Der Leser wird sich fragen, warum das Gebäude in Varberg in Schweden ein Dach hat, das in den Ecken aufgebogen ist. Soll das ein Hinweis auf die Funktion des Bauwerks sein, schließlich es ist ein Bahnhof, und da wäre das Erscheinungsbild eines fliegenden Teppichs nicht so verkehrt? Den wirklichen Grund nennt Rickard Stark vom Architekturbüro Okidoki in einem Bericht der Zeitschrift „Sten“ (3/25) des schwedischen Natursteinverbands: „Die Nähe zum Meer macht den Bahnhof einzigartig. Sie war der Ausgangspunkt für den Entwurf.“
Denn die Stadt Varberg war bekanntes Seebad – also greift das Dach die Situation auf, dass am Strand ein starker Wind aufkommt und die ausgelegten Badetücher flattern.
Noch mehr vom Ort haben die Architekten dem neuen Bahnhof mitgegeben:
* Die tragende Konstruktion besteht aus Holz, was der Tatsache Rechnung zollt, dass über den Hafen von Varberg viel Holz exportiert wurde;
* der Boden und auch die Sockel der Außenwände sind mit dem heimischen Halland Gneiss bekleidet – das nimmt Bezug auf die nahegelegene Festung und die Arbeit der Steinmetze dort.
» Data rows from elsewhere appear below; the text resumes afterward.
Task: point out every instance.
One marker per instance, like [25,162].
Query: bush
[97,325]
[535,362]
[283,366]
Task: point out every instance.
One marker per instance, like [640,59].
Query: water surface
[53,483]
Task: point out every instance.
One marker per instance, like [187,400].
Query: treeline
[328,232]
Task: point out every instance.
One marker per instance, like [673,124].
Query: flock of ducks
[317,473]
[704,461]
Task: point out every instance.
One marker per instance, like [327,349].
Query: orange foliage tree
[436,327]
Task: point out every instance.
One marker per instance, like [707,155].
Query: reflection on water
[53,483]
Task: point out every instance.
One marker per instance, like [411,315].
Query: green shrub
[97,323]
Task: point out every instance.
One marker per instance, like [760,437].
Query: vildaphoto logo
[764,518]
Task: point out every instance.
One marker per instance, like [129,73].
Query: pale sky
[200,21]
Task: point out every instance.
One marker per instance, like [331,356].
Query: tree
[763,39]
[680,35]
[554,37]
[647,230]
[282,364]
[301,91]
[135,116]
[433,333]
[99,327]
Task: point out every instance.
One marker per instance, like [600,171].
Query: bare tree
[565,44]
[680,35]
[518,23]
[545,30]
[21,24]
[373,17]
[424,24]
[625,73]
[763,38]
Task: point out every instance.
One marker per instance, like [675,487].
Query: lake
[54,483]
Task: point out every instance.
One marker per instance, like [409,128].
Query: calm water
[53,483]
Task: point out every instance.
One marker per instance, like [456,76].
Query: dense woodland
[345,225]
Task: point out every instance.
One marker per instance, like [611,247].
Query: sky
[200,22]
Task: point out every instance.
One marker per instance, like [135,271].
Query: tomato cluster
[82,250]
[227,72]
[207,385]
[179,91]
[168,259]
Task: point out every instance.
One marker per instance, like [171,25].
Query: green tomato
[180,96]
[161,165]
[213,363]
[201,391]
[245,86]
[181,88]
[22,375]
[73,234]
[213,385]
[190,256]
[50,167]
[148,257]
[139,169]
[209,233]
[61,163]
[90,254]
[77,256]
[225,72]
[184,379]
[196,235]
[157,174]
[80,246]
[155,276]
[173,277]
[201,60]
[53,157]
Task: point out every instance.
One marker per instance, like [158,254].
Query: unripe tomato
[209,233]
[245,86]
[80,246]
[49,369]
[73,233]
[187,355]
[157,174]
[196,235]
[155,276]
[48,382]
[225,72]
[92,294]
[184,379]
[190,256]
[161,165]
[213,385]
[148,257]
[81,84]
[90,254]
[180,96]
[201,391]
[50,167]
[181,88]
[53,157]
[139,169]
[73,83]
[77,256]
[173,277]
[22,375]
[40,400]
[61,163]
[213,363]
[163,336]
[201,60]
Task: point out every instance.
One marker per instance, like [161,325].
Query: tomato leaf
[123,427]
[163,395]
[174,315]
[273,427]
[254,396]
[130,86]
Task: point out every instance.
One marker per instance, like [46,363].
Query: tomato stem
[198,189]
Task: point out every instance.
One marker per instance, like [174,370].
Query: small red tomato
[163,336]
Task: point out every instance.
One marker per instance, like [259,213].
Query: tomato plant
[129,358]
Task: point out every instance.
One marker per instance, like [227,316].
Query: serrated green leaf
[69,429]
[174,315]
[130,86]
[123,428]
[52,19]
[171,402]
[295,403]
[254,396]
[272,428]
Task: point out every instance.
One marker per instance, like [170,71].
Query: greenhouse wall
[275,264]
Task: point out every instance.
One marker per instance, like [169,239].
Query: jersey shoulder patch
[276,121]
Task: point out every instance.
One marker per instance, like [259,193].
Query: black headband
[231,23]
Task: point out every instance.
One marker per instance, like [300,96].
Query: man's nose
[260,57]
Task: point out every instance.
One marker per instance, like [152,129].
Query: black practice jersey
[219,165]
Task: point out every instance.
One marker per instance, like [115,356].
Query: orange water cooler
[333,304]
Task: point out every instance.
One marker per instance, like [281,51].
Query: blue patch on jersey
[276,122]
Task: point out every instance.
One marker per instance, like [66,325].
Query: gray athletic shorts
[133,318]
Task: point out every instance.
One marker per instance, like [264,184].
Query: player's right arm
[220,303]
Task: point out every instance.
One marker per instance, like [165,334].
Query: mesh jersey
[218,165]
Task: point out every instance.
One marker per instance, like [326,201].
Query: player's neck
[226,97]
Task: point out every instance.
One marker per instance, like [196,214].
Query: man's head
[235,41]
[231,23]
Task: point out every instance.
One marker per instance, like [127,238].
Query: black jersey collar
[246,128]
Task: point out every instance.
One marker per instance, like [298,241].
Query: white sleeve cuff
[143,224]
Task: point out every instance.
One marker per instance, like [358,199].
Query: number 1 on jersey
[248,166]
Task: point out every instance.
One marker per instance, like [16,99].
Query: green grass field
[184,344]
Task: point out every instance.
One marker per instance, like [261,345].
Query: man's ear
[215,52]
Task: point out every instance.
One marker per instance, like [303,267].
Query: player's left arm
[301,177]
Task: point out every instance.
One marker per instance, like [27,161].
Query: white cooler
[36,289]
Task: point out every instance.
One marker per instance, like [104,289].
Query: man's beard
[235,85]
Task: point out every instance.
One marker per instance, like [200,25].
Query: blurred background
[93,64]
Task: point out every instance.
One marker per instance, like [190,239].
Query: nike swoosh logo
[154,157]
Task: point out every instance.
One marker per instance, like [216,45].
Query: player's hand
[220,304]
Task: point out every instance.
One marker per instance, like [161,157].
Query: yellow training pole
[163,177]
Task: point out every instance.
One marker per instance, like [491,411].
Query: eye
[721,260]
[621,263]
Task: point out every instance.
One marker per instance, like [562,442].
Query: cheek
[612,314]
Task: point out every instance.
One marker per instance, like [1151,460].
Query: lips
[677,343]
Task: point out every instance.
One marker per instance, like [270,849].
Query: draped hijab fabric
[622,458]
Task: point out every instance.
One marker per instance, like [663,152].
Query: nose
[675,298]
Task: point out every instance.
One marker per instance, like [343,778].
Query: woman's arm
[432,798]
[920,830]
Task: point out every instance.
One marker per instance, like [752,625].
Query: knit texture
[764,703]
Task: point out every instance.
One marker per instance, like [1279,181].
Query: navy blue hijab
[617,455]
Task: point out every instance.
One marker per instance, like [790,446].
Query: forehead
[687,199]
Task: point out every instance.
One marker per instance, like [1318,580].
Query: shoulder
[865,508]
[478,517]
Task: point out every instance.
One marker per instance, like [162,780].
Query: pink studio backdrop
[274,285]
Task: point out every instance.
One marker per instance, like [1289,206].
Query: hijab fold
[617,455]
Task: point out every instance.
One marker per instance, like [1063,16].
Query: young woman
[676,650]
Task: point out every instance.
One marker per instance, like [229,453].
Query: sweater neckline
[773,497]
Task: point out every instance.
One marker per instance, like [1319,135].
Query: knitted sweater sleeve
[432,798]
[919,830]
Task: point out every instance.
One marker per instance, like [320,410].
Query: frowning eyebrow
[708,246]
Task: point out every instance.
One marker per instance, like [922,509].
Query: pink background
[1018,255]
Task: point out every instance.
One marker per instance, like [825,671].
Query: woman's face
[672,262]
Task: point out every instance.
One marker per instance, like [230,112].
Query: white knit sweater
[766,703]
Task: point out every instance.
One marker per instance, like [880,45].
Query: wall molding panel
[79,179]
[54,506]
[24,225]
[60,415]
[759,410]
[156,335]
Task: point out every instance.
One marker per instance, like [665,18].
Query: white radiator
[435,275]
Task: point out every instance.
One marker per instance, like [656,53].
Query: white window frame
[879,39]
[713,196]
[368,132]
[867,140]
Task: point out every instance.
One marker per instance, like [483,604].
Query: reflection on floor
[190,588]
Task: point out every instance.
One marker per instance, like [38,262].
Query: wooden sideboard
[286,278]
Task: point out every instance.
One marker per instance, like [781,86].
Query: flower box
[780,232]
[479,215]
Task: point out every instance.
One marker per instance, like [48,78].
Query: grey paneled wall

Die Oberfläche der Bodenplatten greift das Muster von Meereswellen auf, eine Idee der Architekten von 02Landskap.
* rund um den Bahnhof ist der Granit Tossene Grå Bohus und wieder Halland Gneiss verlegt.
Die Entscheidung für Naturstein und Holz fiel auch deshalb, damit das Gebäude einen minimalen ökologischen Fußabdruck bekommt. Einen Beitrag dazu leisteten auch die Recoma-Platten für die Innenverkleidung, die aus Abfallmaterialien hergestellt werden und zum Beispiel Sperrholzbretter ersetzen können. Außerdem ist das Dach begrünt und trägt Solarzellen.
Noch ein Detail: 1903 wurde das Kaltbad Varberg im orientalischen Stil errichtet. Dessen orientalisches Design findet sich in den Fenstern wieder.